Second home ownership has grown since the 1990s, particularly in rural and coastal areas, where some communities claim it pushes up house prices, making property unaffordable for local people.

Currently, councils can reduce council tax for second homeowners by a maximum of 50 per cent, which is offered by one in five local authorities across the country.

Shelter is calling for the discount to be abolished so that councils can charge the full rate of council tax on second homes.

The report also proposes that councils are given powers to set council tax higher than the standard rate for properties that are rarely in use.

Shelter’s chief executive, Campbell Robb, said: “Our housing crisis has never run deeper, with millions on waiting lists and increasing numbers of young people unable to get on the housing ladder in their local area.

“But with government cuts of more than 60 per cent to the budget for new homes, we need to explore every possible way in which existing housing stock can be used to ease our desperate shortage of affordable homes.

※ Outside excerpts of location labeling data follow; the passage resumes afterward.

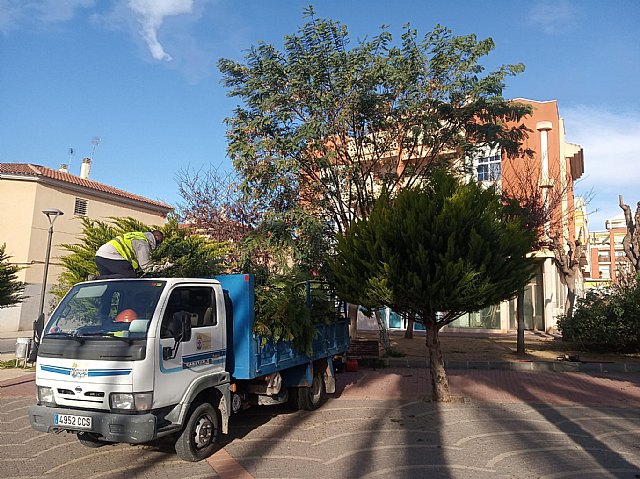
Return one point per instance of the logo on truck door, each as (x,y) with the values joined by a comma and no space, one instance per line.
(203,341)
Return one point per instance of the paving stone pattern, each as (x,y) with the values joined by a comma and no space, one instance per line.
(379,424)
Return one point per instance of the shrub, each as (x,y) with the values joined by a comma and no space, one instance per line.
(606,320)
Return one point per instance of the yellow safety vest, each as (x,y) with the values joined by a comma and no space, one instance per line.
(123,245)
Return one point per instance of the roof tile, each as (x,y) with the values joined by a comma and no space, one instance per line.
(29,169)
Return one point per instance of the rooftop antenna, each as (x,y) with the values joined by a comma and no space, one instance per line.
(95,141)
(70,153)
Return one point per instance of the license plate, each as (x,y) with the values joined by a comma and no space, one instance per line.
(76,422)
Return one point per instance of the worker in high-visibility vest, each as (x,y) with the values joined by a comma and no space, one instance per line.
(125,255)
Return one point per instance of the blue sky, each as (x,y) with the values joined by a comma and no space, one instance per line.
(141,75)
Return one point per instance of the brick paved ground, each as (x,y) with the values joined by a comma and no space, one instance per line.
(380,423)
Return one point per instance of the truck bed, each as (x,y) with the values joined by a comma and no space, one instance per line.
(246,357)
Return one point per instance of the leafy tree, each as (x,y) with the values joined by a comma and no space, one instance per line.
(191,255)
(10,288)
(437,251)
(328,125)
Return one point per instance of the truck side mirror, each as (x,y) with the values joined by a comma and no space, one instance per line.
(180,326)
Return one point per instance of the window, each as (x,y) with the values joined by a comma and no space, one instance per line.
(490,168)
(198,301)
(80,208)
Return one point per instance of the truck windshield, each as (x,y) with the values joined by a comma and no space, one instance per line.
(106,309)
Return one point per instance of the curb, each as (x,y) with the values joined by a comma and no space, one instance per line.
(548,366)
(23,378)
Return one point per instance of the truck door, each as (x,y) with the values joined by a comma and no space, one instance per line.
(204,352)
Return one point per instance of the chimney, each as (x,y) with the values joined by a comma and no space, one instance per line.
(84,169)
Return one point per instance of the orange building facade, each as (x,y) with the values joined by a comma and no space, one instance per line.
(548,176)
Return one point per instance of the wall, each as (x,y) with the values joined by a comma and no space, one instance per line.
(25,229)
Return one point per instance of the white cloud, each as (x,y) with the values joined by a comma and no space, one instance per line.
(611,143)
(151,15)
(552,17)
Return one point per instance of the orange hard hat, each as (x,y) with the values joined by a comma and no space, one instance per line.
(126,316)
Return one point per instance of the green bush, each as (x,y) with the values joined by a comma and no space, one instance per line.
(605,320)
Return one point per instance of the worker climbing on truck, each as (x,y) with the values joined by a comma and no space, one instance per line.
(125,255)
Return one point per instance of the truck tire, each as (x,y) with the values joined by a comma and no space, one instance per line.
(88,439)
(311,398)
(198,439)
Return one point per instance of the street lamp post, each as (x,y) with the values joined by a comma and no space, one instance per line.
(52,214)
(38,324)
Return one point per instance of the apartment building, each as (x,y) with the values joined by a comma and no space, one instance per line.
(607,258)
(26,191)
(549,176)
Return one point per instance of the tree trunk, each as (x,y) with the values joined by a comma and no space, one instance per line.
(520,351)
(353,321)
(384,334)
(408,334)
(571,294)
(439,381)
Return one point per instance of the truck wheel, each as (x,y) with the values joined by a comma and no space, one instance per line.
(88,439)
(311,398)
(198,439)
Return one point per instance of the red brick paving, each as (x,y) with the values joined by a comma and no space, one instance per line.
(495,386)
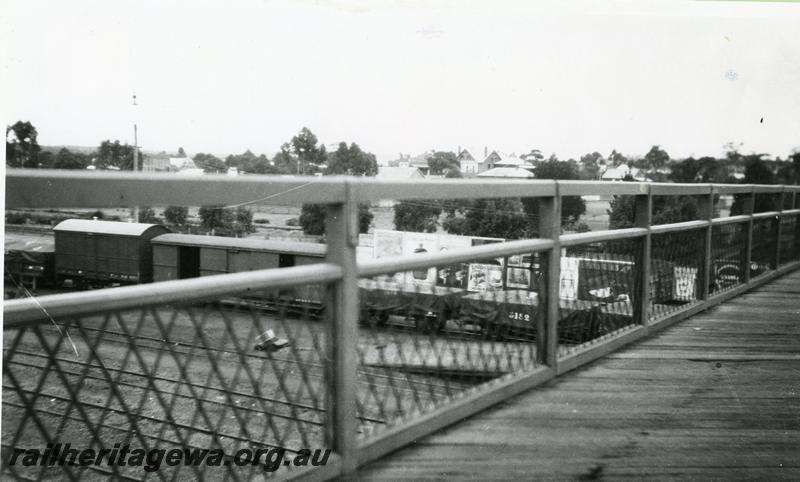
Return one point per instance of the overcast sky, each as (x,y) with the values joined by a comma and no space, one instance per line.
(407,76)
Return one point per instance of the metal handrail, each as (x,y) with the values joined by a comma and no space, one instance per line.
(41,309)
(341,271)
(125,189)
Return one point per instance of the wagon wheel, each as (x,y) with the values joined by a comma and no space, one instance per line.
(383,317)
(493,331)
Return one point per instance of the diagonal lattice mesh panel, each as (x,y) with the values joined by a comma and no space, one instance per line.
(728,256)
(764,247)
(597,292)
(676,271)
(430,335)
(170,377)
(790,238)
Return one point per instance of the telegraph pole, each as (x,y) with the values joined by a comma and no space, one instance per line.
(135,157)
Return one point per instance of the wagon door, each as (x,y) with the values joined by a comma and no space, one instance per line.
(188,262)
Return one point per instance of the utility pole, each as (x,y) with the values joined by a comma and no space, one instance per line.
(135,157)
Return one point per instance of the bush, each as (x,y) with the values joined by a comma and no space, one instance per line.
(16,218)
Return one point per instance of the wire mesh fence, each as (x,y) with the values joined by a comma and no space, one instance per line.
(242,378)
(597,292)
(765,243)
(430,335)
(728,256)
(790,238)
(676,271)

“The council tax discount is effectively a tax break for people with second homes which often lie empty for large parts of the year.

“Enabling councils to respond to local housing pressures and charge the full rate of council tax, or higher, would mean they could raise vital revenue that could be used to deliver affordable housing for local people.”

The charity says there is a range of policy interventions which would encourage better use of housing stock, including raising the tax threshold for householders who rent out rooms to incentivise under-occupiers to take in lodgers, and allowing local people to hold councils to account for their performance on empty homes.

Mr Robb added: “While there is a range of measures we can use to get more from the housing stock we have, the reality is this is a drop in the ocean compared to the scale of housing need. Building significant numbers of new homes is the only way to solve our housing crisis.”